Rising food prices are bad news for households, eating into their budgets at a time when wage growth is minimal. 

So last week’s news that inflation, spurred on by higher fuel and food prices, is at its highest since June 2014 will be greeted with dismay.

It is now 1.8 per cent and, if experts are to be believed, poised to break through the Bank of England’s two per cent target.

Food for thought: Henry Boucher has bought into Delfi, which provides low-price bars of chocolate

Food for thought: Henry Boucher has bought into Delfi, which provides low-price bars of chocolate

One consumer whose interest in food goes beyond cost and the pleasure it brings to the palate is Henry Boucher. 

For 14 years he has viewed the worldwide growth in food demand from an investment standpoint.

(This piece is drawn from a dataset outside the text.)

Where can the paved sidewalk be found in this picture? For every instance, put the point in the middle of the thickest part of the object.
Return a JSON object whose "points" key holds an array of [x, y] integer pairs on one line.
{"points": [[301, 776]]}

Since early 2008, he has put this knowledge to good use by running a fund targeting firms in the food and agricultural sectors. 

More than ever, he believes the investment theme is powerful, here to stay and will reap rich rewards for investors.

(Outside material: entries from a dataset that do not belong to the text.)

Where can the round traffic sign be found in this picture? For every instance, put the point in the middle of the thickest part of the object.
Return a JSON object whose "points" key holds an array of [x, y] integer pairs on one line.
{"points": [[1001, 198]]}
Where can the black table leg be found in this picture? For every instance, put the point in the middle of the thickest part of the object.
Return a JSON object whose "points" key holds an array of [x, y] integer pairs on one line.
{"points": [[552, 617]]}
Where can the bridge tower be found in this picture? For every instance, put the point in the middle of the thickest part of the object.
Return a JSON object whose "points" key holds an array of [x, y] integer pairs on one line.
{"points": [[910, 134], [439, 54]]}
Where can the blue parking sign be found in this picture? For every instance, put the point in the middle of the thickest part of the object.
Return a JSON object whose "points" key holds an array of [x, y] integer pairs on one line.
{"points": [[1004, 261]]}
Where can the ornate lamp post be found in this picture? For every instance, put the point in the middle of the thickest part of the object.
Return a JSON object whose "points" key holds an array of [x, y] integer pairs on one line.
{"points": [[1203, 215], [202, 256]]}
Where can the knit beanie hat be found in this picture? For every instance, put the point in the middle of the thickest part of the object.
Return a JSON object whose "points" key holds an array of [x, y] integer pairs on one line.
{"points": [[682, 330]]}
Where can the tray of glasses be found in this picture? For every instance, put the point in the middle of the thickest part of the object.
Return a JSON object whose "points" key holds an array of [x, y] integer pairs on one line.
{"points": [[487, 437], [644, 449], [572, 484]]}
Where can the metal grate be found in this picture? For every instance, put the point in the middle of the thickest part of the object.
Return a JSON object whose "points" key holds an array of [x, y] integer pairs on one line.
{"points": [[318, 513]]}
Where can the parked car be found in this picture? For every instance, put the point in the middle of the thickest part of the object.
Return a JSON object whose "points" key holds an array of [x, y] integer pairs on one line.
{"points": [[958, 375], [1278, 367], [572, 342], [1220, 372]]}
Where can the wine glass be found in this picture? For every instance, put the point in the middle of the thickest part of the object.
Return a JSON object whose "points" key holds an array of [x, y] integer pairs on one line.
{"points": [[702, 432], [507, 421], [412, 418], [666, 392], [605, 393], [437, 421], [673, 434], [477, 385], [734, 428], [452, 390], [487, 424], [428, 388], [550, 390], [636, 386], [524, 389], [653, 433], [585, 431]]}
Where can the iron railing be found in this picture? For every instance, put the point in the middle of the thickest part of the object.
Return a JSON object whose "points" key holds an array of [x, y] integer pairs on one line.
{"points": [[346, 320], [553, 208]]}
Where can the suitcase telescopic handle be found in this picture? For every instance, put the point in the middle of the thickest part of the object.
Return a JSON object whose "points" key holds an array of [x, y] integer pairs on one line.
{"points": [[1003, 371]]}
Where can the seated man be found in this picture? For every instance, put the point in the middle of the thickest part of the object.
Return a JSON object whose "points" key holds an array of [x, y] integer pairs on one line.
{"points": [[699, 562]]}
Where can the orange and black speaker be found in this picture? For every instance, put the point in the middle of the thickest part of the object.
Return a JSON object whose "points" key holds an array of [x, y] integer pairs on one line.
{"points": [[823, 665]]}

Changing tastes: Boucher says opportunities in the food sector abound

Changing tastes: Boucher says opportunities in the food sector abound

He says: ‘When I started looking at food as an investment opportunity in the early 2000s, we had butter mountains and wine lakes. These have melted away or dried up. Today, we have a growing world population with an inexorable demand for food.

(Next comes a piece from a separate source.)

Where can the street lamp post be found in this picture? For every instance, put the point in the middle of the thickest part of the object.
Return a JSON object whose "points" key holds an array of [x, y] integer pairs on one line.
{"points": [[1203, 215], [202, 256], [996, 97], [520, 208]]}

‘In the 18th Century, economist Thomas Malthus predicted that famine would ultimately result from a fixed land mass and a rising population. But food technology has blown that theory out of the water. It means we can eat strawberries all year round.’

Boucher says opportunities are abound. They result from changing diets in emerging economies as people earn more and move off a subsistence diet. 

This enables companies to come in and meet demand for new tastes, such as processed food. Or they come from changing eating habits in the developed world, for example people eating less red meat and more fish. 

The 42 companies he holds in the Sarasin Food & Agriculture Opportunities Fund reflect these trends. 

For example, the fund’s biggest holding is Marine Harvest, a Norwegian firm that leads the world in salmon farming.

Boucher says salmon prices will continue to rise given the imbalance between growing demand and a cap on supply because the fish can be farmed only in certain parts of the world, such as the Norwegian fjords and Scottish lochs.

Another key holding is Treasury Wine Estates, an Australian producer that owns familiar brands such as Blossom Hill, Wolf Blass and Penfolds. 

‘I visited a Treasury vineyard this time last year,’ says Boucher.

‘What impressed me was its relentless use of technology to produce better wine at an attractive price, while earning a healthy margin.’

Chocolate is also an investment theme. The fund holds Delfi, a chocolate maker providing low-price bars in emerging economies such as Indonesia, where the demand is borderline rampant. 

Swiss chocolate supplier Barry Callebaut is a top-ten holding.

Boucher has a team of 12 analysts scouring the world for suitable investments. 

Though he says he does not spend time ‘knitting his own sandals’, environmental issues are always at the back of his mind. ‘We won’t invest in companies that are involved in the wild catch of fish,’ he says.

Sarasin Food & Agriculture is the only fund of its type to have outperformed the FTSE All-Share Index over the past five years. 

Based in the shadow of London’s St Paul’s Cathedral, Sarasin manages £14 billion of assets. It is renowned for its thematic global investment approach, as well as running several funds-of-funds.